Andrew reprit son carnet, en feuilleta les pages et sortit une photographie qu'il présenta à Ortiz.
– Vous reconnaissez cette petite fille ?
Ortiz regarda le visage de l'enfant de deux ans qui figurait sur la photographie et ses yeux s'emplirent de larmes.
– Je l'ai élevée.
*
La voiture filait sur la route numéro 7. Ortiz avait perdu connaissance après qu'Andrew et Marisa l'avaient allongé à l'arrière du break. Son garde du corps n'était pas en meilleure forme.
– À quelle distance sommes-nous de l'hôpital le plus proche ? demanda Andrew en jetant un regard aux deux blessés.
– Celui de San Andrés de Giles est à quarante kilomètres, nous y serons dans une demi-heure.
– Arrangez-vous pour y arriver plus vite si vous voulez que nos passagers restent en vie.
Marisa appuya sur l'accélérateur.
– J'aimerais bien que nous aussi nous restions en vie, dit Andrew en s'accrochant à son fauteuil.
– Ne vous inquiétez pas, maintenant que nous avons obtenu ses aveux, je ne veux pas qu'il meure. Il sera traduit en justice et paiera pour ses crimes.

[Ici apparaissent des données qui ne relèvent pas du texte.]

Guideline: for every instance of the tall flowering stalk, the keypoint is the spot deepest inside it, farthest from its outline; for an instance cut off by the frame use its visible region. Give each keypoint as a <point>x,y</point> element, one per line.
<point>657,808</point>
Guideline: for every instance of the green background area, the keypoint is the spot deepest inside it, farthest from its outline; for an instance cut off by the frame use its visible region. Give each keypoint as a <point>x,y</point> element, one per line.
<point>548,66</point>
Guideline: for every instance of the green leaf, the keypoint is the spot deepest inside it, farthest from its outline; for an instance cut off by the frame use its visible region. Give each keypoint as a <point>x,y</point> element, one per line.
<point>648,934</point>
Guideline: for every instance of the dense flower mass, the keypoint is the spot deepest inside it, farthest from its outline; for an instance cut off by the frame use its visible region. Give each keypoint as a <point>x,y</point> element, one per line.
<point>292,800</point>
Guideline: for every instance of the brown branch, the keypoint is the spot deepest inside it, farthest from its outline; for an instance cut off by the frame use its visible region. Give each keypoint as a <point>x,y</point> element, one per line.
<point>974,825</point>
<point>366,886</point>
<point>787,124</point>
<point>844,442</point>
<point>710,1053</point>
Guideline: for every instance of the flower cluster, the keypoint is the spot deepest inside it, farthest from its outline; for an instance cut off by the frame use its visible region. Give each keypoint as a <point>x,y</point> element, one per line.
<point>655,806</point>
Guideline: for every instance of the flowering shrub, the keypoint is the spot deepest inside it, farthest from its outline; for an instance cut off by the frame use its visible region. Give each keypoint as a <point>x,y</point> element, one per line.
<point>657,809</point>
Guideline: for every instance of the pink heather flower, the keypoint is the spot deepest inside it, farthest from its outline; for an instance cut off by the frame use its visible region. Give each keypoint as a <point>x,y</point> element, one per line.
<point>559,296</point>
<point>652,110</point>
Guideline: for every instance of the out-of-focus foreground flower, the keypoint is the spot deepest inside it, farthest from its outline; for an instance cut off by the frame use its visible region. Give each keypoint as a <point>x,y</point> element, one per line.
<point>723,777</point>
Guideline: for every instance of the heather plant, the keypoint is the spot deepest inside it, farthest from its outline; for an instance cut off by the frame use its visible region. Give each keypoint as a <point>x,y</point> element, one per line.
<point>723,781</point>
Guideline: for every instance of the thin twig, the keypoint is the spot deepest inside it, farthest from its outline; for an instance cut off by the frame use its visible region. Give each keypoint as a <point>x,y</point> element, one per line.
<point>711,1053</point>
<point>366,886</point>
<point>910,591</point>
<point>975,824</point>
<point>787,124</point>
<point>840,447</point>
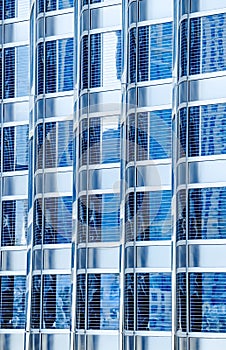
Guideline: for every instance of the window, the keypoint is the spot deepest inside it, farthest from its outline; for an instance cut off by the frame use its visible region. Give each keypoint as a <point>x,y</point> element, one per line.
<point>207,127</point>
<point>103,301</point>
<point>57,220</point>
<point>207,302</point>
<point>15,148</point>
<point>16,71</point>
<point>14,222</point>
<point>154,315</point>
<point>56,301</point>
<point>103,218</point>
<point>210,204</point>
<point>207,37</point>
<point>12,302</point>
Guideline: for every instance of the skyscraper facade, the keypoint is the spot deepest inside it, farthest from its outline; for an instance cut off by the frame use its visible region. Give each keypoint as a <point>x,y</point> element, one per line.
<point>112,174</point>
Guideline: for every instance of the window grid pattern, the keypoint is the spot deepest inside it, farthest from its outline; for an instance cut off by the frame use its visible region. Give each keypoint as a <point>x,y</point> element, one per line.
<point>14,223</point>
<point>12,302</point>
<point>207,209</point>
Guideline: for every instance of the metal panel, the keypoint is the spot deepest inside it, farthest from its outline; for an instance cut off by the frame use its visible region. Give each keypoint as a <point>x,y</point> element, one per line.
<point>104,257</point>
<point>154,256</point>
<point>12,341</point>
<point>100,342</point>
<point>157,343</point>
<point>154,175</point>
<point>207,344</point>
<point>57,25</point>
<point>55,341</point>
<point>104,179</point>
<point>14,260</point>
<point>207,256</point>
<point>58,182</point>
<point>57,259</point>
<point>207,172</point>
<point>59,107</point>
<point>16,185</point>
<point>156,95</point>
<point>17,111</point>
<point>16,32</point>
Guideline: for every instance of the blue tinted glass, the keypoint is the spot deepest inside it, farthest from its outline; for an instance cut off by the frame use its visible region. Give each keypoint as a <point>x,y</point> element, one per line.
<point>181,302</point>
<point>161,51</point>
<point>9,9</point>
<point>193,139</point>
<point>195,46</point>
<point>50,83</point>
<point>9,73</point>
<point>103,301</point>
<point>210,204</point>
<point>129,302</point>
<point>154,302</point>
<point>63,4</point>
<point>40,68</point>
<point>65,67</point>
<point>207,302</point>
<point>143,53</point>
<point>160,134</point>
<point>81,298</point>
<point>13,301</point>
<point>95,64</point>
<point>132,55</point>
<point>14,222</point>
<point>51,5</point>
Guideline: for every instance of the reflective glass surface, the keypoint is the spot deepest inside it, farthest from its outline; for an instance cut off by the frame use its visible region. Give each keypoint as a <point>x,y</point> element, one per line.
<point>207,209</point>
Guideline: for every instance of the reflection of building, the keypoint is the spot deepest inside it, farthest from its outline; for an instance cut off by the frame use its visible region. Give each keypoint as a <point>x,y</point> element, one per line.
<point>86,252</point>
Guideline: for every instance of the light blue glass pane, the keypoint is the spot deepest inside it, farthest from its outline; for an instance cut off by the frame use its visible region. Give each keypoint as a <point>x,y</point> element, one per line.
<point>22,67</point>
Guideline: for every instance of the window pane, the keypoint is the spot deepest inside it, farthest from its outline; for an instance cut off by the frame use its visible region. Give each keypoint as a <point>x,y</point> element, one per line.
<point>13,301</point>
<point>103,301</point>
<point>51,62</point>
<point>65,65</point>
<point>154,302</point>
<point>14,222</point>
<point>208,203</point>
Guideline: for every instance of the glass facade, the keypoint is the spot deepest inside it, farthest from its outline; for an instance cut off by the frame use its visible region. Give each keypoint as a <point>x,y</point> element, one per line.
<point>112,186</point>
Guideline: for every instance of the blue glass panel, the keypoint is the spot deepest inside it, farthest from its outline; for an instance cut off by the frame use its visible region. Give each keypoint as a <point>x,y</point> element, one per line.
<point>143,53</point>
<point>35,301</point>
<point>195,46</point>
<point>161,51</point>
<point>160,134</point>
<point>181,302</point>
<point>183,48</point>
<point>95,60</point>
<point>40,68</point>
<point>129,302</point>
<point>81,298</point>
<point>154,302</point>
<point>207,302</point>
<point>58,220</point>
<point>14,222</point>
<point>193,139</point>
<point>51,5</point>
<point>9,9</point>
<point>8,149</point>
<point>13,302</point>
<point>132,55</point>
<point>103,301</point>
<point>65,65</point>
<point>63,4</point>
<point>51,61</point>
<point>207,213</point>
<point>9,72</point>
<point>84,63</point>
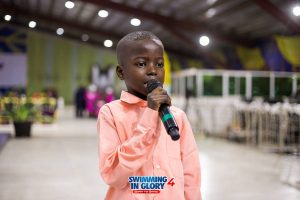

– Ça, ça m'étonnerait beaucoup !
– Et pourquoi cela ?
– Et qu'est-ce que vous comptez dire à la justice ? Que vous avez obtenu ses aveux en lui braquant un revolver sur la tempe ? Et vous ferez ces confidences avant ou après avoir révélé que nous avons sciemment provoqué un accident qui a entraîné la mort d'un homme ? Si le juge nous a à la bonne, nous pourrons peut-être lui demander de partager la même cellule qu'Ortiz et continuer notre conversation...
– Qu'est-ce que vous racontez ?
– Qu'à force de tricher, vous et votre oncle avez oublié qu'au-dehors de son bar miteux, il y avait des règles auxquelles on ne pouvait déroger. Nous sommes complices d'un meurtre, peut-être de deux, si nous n'arrivons pas à l'hôpital à temps. Je ne sais même pas si je pourrai publier mon article !
– C'était un accident, nous n'avons rien à voir avec ça. Nous sommes passés par là et nous avons secouru ces deux hommes, voilà la seule version que vous rapporterez.
– À la rigueur, c'est celle que nous raconterons en arrivant aux urgences. À moins qu'Ortiz ne reprenne conscience et nous dénonce avant que nous ayons eu le temps de déguerpir.
– Vous allez laisser tomber ?
– Comment veux-tu que je justifie la façon dont j'ai obtenu mes renseignements ? En racontant à ma rédaction que j'ai participé à une tuerie préméditée ? Ils vont adorer ça, ce sera du plus bel effet pour le journal. Toi et ton oncle m'avez foutu le bec dans l'eau et des semaines de travail avec.
Marisa freina de toutes ses forces, les pneus crissèrent et la voiture s'immobilisa en travers de la route.
– Tu ne peux pas abandonner.
– Que veux-tu que je fasse d'autre ? Passer dix ans dans une prison argentine pour que justice soit rendue, toute la justice ! Redémarre avant que je m'énerve vraiment et que je te laisse sur cette route, allez !
Marisa enclencha une vitesse et la voiture s'élança. Ortiz gémissait à l'arrière.